Impara a ridurre gli effetti del movimento della mano

05-07-2012

Ti è mai capitato di restare deluso dopo aver scoperto che le fotografie o i filmati girati durante i tuoi viaggi erano completamente sfocati a causa di una mano poco ferma? Le funzioni di stabilizzazione di fotocamere e videocamere sono state create per ridurre tecnicamente questi effetti indesiderati.

Impara a ridurre gli effetti del movimento della mano

Nei primi tempi, l’unico modo per ridurre gli effetti del movimento della mano era l’utilizzo di una stabilizzazione ottica integrata nell’obiettivo. Grazie ai passi in avanti della tecnologia, è diventata possibile la stabilizzazione elettronica e digitale. Questi termini posso sembrare simili e creare confusione. Ecco il motivo per cui ti spieghiamo il funzionamento della stabilizzazione ovvero della riduzione degli effetti del movimento della mano.

Impara a ridurre gli effetti del movimento della mano

Come funziona la stabilizzazione?

Un sensore fissato all’obiettivo della fotocamera o un dispositivo di imaging (CCD, CMOS) rileva il movimento della mano e si muove nella direzione opposta per compensare l’effetto. Si tratta di un metodo estremamente pratico quando si scatta in condizioni di luce scarsa.

Quali tipi di stabilizzazione esistono?

Per ridurre gli effetti del movimento della mano esistono due metodi di stabilizzazione: stabilizzazione ottica e stabilizzazione elettronica. Samsung utilizza sia i metodi di stabilizzazione ottica sia elettronica. Questi sono integrati nelle sue fotocamere e videocamere digitali in base alle caratteristiche e al livello dei prodotti.

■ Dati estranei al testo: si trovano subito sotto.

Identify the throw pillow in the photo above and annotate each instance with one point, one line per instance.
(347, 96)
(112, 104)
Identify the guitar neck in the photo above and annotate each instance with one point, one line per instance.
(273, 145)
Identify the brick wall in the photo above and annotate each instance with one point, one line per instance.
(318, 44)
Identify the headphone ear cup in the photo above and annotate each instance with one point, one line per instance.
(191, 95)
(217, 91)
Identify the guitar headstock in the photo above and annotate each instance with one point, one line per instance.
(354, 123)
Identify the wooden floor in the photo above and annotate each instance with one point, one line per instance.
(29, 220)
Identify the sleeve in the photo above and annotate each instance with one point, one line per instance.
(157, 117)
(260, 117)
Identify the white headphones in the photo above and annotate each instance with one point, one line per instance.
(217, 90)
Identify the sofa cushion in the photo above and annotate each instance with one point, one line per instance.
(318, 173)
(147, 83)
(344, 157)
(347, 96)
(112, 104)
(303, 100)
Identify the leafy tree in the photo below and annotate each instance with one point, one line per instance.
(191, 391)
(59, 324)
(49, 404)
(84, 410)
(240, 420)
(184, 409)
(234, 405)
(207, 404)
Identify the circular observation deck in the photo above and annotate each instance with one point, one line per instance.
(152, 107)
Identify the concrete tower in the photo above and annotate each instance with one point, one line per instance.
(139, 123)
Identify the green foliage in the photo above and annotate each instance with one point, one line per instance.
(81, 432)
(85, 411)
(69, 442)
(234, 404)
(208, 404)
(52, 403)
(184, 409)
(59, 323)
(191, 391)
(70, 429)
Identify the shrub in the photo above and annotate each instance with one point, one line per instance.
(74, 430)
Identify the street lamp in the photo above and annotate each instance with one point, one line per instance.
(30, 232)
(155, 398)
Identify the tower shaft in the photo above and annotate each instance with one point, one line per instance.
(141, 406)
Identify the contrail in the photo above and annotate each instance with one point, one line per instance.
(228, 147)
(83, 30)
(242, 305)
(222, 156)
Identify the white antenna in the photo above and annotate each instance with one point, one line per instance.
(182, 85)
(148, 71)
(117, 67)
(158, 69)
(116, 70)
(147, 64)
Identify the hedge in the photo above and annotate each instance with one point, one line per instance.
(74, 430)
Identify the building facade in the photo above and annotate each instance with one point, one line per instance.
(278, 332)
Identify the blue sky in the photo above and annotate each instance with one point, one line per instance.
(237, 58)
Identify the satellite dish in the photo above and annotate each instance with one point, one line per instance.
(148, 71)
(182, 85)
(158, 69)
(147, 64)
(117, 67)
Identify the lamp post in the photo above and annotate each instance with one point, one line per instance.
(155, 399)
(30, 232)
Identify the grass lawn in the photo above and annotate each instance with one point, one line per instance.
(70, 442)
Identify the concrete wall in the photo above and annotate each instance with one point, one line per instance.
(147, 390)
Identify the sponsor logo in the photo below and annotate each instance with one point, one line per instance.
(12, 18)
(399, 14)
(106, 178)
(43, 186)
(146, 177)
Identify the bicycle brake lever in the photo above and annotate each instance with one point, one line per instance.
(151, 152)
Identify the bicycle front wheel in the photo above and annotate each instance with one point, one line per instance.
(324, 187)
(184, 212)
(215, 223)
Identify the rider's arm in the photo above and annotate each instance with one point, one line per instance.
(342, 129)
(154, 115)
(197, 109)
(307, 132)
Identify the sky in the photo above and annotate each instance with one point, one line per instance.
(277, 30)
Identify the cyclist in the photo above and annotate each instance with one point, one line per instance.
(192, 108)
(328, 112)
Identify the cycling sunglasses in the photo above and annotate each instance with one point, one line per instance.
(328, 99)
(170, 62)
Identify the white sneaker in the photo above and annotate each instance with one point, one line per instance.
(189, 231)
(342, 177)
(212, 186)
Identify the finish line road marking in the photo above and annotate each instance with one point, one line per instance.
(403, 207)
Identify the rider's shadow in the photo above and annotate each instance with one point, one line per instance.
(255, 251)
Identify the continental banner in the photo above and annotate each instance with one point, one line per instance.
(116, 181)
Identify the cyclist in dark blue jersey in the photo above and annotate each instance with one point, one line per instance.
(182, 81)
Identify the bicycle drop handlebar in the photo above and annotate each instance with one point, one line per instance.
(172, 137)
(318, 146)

Quali tipi di stabilizzazione esistono?

Stabilizzazione ottica dell'immagine (O.I.S)

Un sensore all’interno dell’obiettivo rileva il movimento della mano e sposta l'obiettivo nella direzione opposta per compensare l’effetto. Finora, la stabilizzazione ottica ha avuto risultati migliori rispetto al metodo elettronico. Tuttavia, a differenza dalle videocamere, la stabilizzazione ottica per le fotocamere funziona soltanto se la fotocamera è dotata di obiettivo antivibrazione.

Nome della funzione di stabilizzazione ottica dell’immagine per ciascuna casa produttrice.

Stabilizzazione elettronica dell'immagine

La stabilizzazione elettronica funziona in modo leggermente diverso nelle fotocamere e nelle videocamere. Nelle fotocamere, essa riduce gli effetti del movimento della mano migliorando la sensibilità e aumentando la velocità dell'otturatore o spostando il sensore CMOS nella direzione opposta al movimento rilevato.
Nelle videocamere, essa riduce gli effetti del movimento della mano utilizzando lo spazio a disposizione del sensore CMOS durante la registrazione. Grosso modo, si può dire che è questa la differenza tra le caratteristiche di fotografie e filmati.

Qual è il metodo migliore?

Quando è stata sviluppata per la prima volta la stabilizzazione elettronica, la stabilizzazione ottica funzionava meglio. Sebbene la stabilizzazione ottica sia ancora oggi la migliore, il divario tra i due metodi è stato ridotto drasticamente grazie al rapido progresso della tecnologia del controllo elettronico. Inoltre, poiché la stabilizzazione elettronica è più versatile e, rispetto a una stabilizzazione ottica, può essere utilizzata in un numero maggiore di applicazioni, alcuni ritengono che in futuro la stabilizzazione elettronica avrà la meglio.

Qual è il metodo migliore?

Alcuni modelli recenti di fascia alta tendono a utilizzare sia la stabilizzazione elettronica sia quella ottica per ottimizzare le proprie prestazioni. Ad esempio, l’ultima serie di fotocamere Samsung offre il metodo Dual IS che integra sia la stabilizzazione ottica sia quella elettronica. . C’è un’ultima cosa da ricordare: per ridurre al minimo il movimento della mano, è sempre meglio utilizzare un treppiede o assicurarsi una posizione stabile durante lo scatto o la registrazione di un video, piuttosto che affidarsi esclusivamente alle funzioni della stabilizzazione!